Cold weather is here to stay for awhile, and just as water can freeze outside, it can also freeze in the pipes that carry the water into and around your home.
The nonprofit Federal Alliance for Safe Homes is recommending homeowners take the time to check the pipes in and outside their homes for proper insulation in order to avoid costly and messy burst pipes this winter, according to Anna Alexopoulos, communications project coordinator with the nonprofit.
"Frozen pipes are the second-largest cause of [home] insurance claims in the U.S.," she said, citing information from the Insurance Information Institute.
Outside pipes and pipes exposed to outside air through exterior walls are vulnerable to freezing and bursting, but Alexopoulos said insulating them can be easy and inexpensive, and will protect them even in the event of a power outage.
"For less than the price of a latte you can properly insulate your pipes," she said. "At most home improvement stores you can buy an insulating foam tube ... and you put it around any exposed pipes. I think it's $1 for about 6 feet of insulation. You can also get insulating faucet domes. ... You hook it onto any outside spigots, creating a warm space so that the water inside will not freeze from the cold air hitting it. They are about $2 to $3 a piece."
Even old towels can be used to wrap pipes in a pinch, Alexopoulos said, such as in a sudden, unexpected deep freeze. In such situations, it might also be worth it to let faucets drip overnight so they do not build up pressure, or even to shut off the water and run the water to empty the system until temperatures thaw, she said.
Homeowners should also check their attic insulation, according to Alexopoulos, which can settle over time and get moved away from pipes by objects stored by the homeowner. Attic insulation not only keeps pipes warm but helps with heating and cooling costs in general, she said. The U.S. Environmental Protection Agency recommends 12 to 15 inches of insulating material.
"Attic insulation is the easiest place to insulate with the greatest results," Alexopoulos said. "All of these insulation steps will help if there is a major power outage. Because of power outrages last year during the ice storms, people were stuck in these freezing temps without any kind of heat."
Local plumber Ben Scheper, vice president of Finksburg-based Apple Plumbing has a lot of experience with burst or frozen pipes — the company fielded 145 such calls last winter — and he said attic insulation is even more important in homes with sprinkler systems. A Hampstead client last year had a sprinkler pipe burst while she was at work, leading to 10 hours of water spilling into her home, which had to be completely gutted.
The good news for 2015, according to Scheper, is that the extreme cold last year may have pruned the pipes most prone to bursting. Apple Plumbing has only had seven calls for burst pipes thus far this year.
"I think last winter was such a deep freeze and with those negative-20 degree windchill that anything that was going to freeze, did freeze," Scheper said. "I think people took care of the problems. It will probably take them a few years to forget."
At the same time, Scheper said, it pays to be prepared, as not checking pipes before the cold is what led to a lot of water damage in homes last winter.
"Take a flash light and follow the pipes in your basement," he said. "Once they go into a wall or an overhang, poke around.

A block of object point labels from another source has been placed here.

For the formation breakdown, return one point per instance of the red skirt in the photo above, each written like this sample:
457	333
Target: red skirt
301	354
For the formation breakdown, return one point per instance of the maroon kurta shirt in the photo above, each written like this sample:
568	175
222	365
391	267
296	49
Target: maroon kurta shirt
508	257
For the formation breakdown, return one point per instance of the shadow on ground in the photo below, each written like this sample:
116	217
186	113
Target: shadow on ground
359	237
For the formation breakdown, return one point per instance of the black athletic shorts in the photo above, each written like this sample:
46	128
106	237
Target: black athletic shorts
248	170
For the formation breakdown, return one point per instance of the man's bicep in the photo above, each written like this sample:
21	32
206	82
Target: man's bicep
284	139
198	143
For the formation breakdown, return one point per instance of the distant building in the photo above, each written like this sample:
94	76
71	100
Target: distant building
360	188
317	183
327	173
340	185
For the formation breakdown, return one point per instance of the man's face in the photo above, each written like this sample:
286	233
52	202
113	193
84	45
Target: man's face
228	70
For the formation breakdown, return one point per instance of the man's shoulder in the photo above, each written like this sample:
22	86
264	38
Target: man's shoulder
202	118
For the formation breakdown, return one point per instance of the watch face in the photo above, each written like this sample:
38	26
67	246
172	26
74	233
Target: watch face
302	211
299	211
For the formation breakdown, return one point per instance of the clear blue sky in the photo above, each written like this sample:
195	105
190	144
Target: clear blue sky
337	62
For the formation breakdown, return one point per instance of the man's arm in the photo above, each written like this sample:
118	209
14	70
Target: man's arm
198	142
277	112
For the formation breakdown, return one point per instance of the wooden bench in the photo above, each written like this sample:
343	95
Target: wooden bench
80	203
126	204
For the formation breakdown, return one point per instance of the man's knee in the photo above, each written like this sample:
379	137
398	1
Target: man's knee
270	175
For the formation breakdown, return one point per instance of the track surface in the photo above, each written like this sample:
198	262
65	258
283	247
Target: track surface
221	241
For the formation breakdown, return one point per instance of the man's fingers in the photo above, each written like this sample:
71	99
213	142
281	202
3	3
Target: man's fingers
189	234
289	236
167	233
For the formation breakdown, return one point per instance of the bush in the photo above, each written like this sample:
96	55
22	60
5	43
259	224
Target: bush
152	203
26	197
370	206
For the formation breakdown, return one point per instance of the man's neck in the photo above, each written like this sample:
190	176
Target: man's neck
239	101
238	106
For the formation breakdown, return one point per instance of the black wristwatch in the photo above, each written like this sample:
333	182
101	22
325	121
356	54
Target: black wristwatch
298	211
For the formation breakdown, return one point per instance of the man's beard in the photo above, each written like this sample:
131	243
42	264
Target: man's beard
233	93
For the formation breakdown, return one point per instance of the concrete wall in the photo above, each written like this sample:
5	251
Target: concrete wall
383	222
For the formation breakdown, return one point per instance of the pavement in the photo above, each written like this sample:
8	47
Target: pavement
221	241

Put your hand up there to see if you feel some cold air."
If you're going to be checking insulation around basement pipes and the attic, Alexopoulos said it won't hurt to check window and door insulation as well, adding spray foam or weather stripping as needed.
"You can do easy things like lighting an incense stick to see if the smoke gets sucked out or blown in. That's one way you can check to see how your insulation is on you windows and doors," she said. "We recommend doing that before winter and if you haven't yet, take the time to do it this weekend."
The better sealed the home, Alexopoulos said, the warmer pipes and people inside will remain during cold weather or a power outage. And wintertime efforts will pay summertime dividends, keeping cool air inside and saving on cooling bills when the weather warms up.
"Everything makes a difference and every little bit helps," she said. "The more you can do the more you will be protected."
Reach staff writer Jon Kelvey at 410-857-3317 or firstname.lastname@example.org.
For more tips on protecting you home from frigid winter weather, go to http://www.greatwinterweatherparty.org.http://www.greatwinterweatherparty.org
Cover external pipes and pipes exposed to outside air with foam insulation or wrap with old towels in a pinch.
Check attic insulation levels, especially around home sprinkler system piping. The EPA recommends 12 to 15 inches.
Remove hoses from external spigots and cover them with insulating domes.
Drip faucets overnight during a deep freeze to relieve pressure and prevent frozen pipes from becoming bursting pipes.
Check insulation around doors and windows with a lit candle or incense stick to find leaks.